Voorzieningen: De DUOfiets wordt meteen als positief genoemd, maar ook de school, D’n Oesterham, en het feit dat we op korte afstand supermarkten, tankstations en veel andere voorzieningen hebben. Wel zouden er meer bankjes kunnen komen, en meer parkeerplekken.
Natuur, milieu en recreatie: Men waardeert de groene omgeving, met wandelroutes en het nieuwe pad richting Geijsteren. Het groen in Oostrum wordt goed onderhouden door VOS. De speelweide bij het Fort is belangrijk voor cohesie bij de jeugd, het plan voor een pumptrack daar is goed. Men is minder te spreken over de hondenpoep, de geur van Aviko, en de rook van open haarden die soms met afval(hout) worden gestookt.
Bestuurlijk klimaat: De aanvraag voor een dorpsondersteuner loopt. Inspraak via de Dorpsraad bij de gemeente verloopt goed. Wel praat de gemeente teveel over de dorpen, en te weinig met hen. Men is tevreden over de Oostrumse Weetjes (OW), het ziet er goed uit. De Dorpsraad functioneert goed en communiceert helder en uitgebreid via het OW. Een minpunt is het gebrek aan vrijwilligers; verenigingen hebben steeds meer moeite om ze te krijgen en te houden.
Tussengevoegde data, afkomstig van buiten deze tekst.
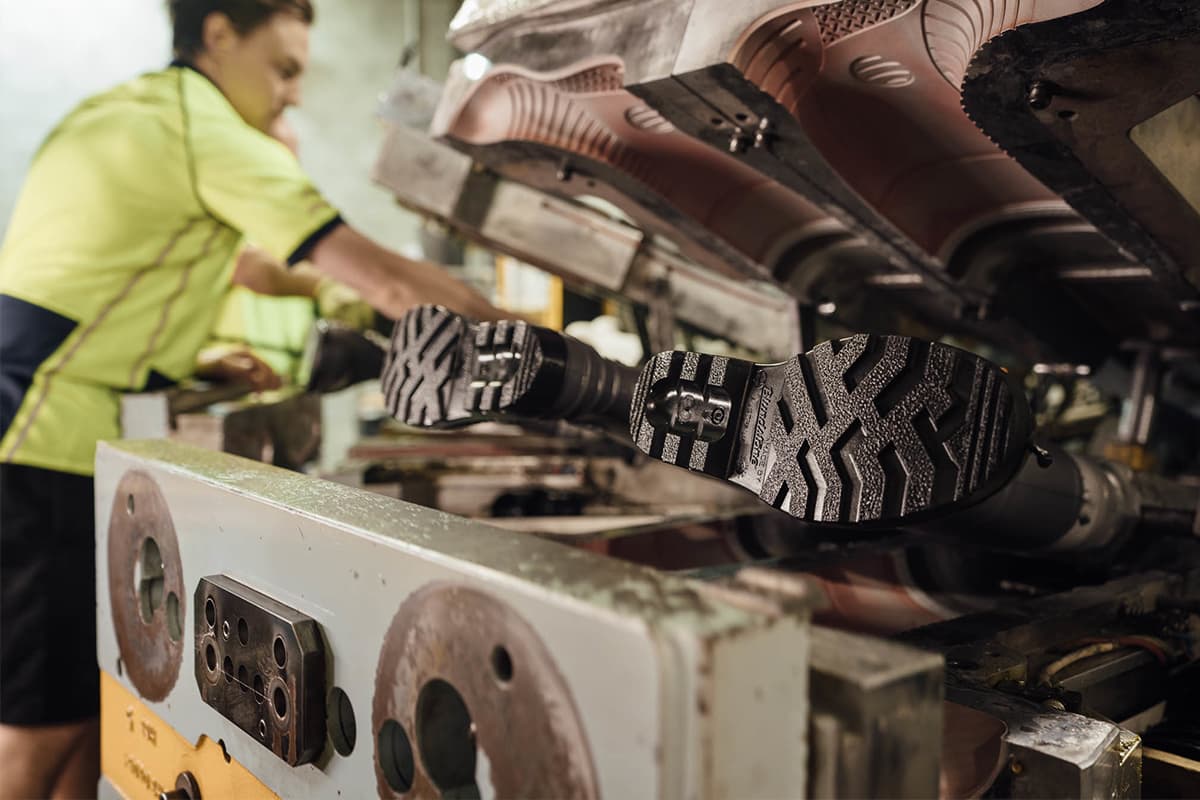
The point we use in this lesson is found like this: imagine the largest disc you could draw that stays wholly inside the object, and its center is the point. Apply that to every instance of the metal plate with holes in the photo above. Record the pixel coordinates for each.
(678, 691)
(145, 585)
(262, 665)
(460, 667)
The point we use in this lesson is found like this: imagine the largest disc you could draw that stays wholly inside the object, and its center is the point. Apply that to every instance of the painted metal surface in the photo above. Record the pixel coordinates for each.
(679, 692)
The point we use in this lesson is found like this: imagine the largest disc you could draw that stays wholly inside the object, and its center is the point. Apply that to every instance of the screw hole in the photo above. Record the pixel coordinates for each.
(445, 737)
(396, 756)
(502, 663)
(174, 618)
(340, 722)
(148, 578)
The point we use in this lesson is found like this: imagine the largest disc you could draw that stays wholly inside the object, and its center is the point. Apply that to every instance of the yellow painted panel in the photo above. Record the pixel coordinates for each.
(142, 756)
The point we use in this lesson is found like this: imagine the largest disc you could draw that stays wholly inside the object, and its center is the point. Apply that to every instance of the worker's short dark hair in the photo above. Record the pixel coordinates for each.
(187, 18)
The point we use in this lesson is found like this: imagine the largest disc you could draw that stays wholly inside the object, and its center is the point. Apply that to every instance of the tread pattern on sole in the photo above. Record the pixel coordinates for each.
(444, 370)
(871, 428)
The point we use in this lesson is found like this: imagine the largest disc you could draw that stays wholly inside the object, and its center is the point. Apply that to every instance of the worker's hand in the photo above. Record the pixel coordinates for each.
(238, 367)
(339, 302)
(262, 274)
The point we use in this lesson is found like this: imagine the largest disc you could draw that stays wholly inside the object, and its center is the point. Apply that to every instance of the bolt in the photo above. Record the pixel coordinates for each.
(1041, 95)
(760, 138)
(1043, 456)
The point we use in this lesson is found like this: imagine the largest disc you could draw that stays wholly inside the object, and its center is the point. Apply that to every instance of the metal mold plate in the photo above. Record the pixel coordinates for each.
(145, 585)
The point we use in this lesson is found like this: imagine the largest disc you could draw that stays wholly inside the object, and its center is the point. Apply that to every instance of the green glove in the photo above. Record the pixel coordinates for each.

Identiteit: Oostrum moet geen wijk van Venray worden, het dorpsgevoel moet behouden blijven. Oostrum is eigentijds en beweegt mee met de ontwikkelingen. Als er iets misgaat wordt Oostrum genoemd, maar als het goed gaat krijgt Venray een pluim.
Met bovenstaande suggesties gaat de Dorpsraad aan de slag om het DOP te actualiseren. Zodra er een concept is zullen we dat aan de Oostrummers voorleggen, hopelijk na de zomer.